The team implemented an incremental update strategy to avoid unnecessary full refreshes. “Instead of pulling all data every time, we only retrieve new or updated records,” he said. This approach significantly reduced processing time and prevented data duplication.
Additionally, he emphasized the importance of handling date fields properly. “Date fields are a common issue in API data extraction, so I carefully inspected the data types in the extracted DataFrames before saving them to Parquet to ensure proper formatting,” he added.
[Automation] How did you automate the data pipeline?
To eliminate manual data extraction, Sean leveraged AWS Lambda for automation. “We set up a Lambda function that runs on a scheduled basis using Amazon EventBridge,” Sean explained. This function automates API requests to HubSpot, retrieves the latest data, and saves it as Parquet files in S3.
The integration with AWS Glue ensured that data remained queryable in QuickSight. “By using serverless execution, the automation is cost-efficient and requires no manual intervention while maintaining fresh data availability,” he shared.
[API] What tools and programming languages did you use?
Python was the primary language used for this project due to its flexibility and extensive support for data manipulation. “We used several key libraries to streamline the process,” he said, listing:
- requests – for making API calls
- pandas – for structuring and cleaning data
- pyarrow – for converting data to Parquet format
- boto3 – for uploading data to S3
- awswrangler – for interacting with AWS Glue
“These libraries allowed us to handle incremental updates efficiently and ensure smooth data ingestion,” he added.
[Transformations] What HubSpot base tables did you work with?
The primary HubSpot tables accessed included:
- Contacts – containing customer and lead details
- Companies – storing organizational information
- Deals – tracking sales opportunities
Careful data type handling was essential. “We converted date fields to datetime64
in Pandas to avoid format mismatches and ensured that ID and numeric fields were stored as int64
or float64
for accurate aggregations,” Sean explained.
Data Transformations & Joins
Did you perform any data transformations or joins?
“Absolutely,” Sean said.
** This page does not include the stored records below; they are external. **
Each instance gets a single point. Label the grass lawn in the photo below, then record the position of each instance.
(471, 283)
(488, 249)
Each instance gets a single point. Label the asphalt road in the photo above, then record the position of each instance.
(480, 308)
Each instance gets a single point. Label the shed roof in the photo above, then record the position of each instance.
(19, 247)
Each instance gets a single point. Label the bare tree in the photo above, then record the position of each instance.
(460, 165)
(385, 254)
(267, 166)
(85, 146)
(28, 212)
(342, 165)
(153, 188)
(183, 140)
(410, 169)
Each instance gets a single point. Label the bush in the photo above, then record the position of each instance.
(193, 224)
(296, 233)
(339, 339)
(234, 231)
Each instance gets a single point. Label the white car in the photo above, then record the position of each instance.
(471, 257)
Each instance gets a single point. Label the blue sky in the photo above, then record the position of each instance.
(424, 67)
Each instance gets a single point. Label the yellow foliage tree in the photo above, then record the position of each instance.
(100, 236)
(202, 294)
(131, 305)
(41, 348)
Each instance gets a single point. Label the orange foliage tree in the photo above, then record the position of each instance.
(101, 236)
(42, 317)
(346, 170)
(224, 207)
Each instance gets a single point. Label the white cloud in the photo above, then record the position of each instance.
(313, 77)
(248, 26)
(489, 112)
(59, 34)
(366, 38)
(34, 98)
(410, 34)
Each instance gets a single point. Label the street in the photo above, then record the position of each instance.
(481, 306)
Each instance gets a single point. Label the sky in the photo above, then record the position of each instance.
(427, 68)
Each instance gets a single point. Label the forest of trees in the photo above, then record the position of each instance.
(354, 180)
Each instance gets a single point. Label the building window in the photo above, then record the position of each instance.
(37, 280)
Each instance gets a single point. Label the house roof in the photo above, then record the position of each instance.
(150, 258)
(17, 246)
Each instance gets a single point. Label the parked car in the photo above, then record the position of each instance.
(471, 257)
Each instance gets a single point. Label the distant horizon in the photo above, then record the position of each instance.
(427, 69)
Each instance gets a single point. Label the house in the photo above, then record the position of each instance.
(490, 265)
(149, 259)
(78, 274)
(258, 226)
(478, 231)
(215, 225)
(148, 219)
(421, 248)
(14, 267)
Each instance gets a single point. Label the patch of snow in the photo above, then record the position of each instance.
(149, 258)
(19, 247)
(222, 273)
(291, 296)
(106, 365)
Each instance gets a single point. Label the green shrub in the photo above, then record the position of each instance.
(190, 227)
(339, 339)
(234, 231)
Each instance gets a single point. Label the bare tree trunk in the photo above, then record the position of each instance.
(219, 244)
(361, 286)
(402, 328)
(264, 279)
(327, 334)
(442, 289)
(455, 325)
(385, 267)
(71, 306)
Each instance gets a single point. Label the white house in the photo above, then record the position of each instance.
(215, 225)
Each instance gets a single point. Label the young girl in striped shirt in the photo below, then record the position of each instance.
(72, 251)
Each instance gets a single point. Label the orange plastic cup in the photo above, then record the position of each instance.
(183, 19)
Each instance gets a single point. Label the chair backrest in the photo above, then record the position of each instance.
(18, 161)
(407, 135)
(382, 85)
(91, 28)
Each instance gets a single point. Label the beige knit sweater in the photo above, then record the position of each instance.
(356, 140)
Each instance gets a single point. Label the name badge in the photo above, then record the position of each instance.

He detailed how he created a joined table combining Contacts and Companies data to enhance visualization and simplify analysis. “This table includes key details like contact names, email, company name, industry, and lifecycle stage, making filtering and segmentation in QuickSight much easier,” he explained.
The join was performed using the company ID as the key, ensuring a structured one-to-many relationship. “By merging these datasets, we unlocked valuable insights, such as tracking engagement levels by company and understanding customer interactions on an organizational level,” Sean added.
He also emphasized that all transformations, including field mappings, data cleaning, and joins, were handled at the DataFrame level before storage. “This approach gives us greater flexibility while optimizing performance,” he noted.
[Visualization] Why did you choose Amazon QuickSight?
QuickSight was the natural choice due to its seamless integration with AWS services. “It offers several key benefits,” Sean highlighted:
- SPICE storage boosts performance and allows for rapid analysis.
- Native support for Parquet files makes it easy to connect data from AWS Glue and S3.
- Dynamic filtering and drill-down capabilities enhance analytics flexibility.
“Once we structured the Parquet files correctly, I connected them to QuickSight, built a new analysis, and designed interactive dashboards to visualize the data effectively,” Sean shared.
Final Outcome
What was the final result of this project?
The end product was a fully automated, scalable, and efficient data pipeline. “This integration enables us to track key business metrics, analyze trends, and make data-driven decisions without any manual data handling,” he said.
The combination of AWS Lambda automation, AWS Glue cataloging, and QuickSight visualization has transformed how the team interacts with their HubSpot data. “With real-time data availability, we can now respond quickly to business needs and uncover insights that drive strategic decisions,” Sean concluded.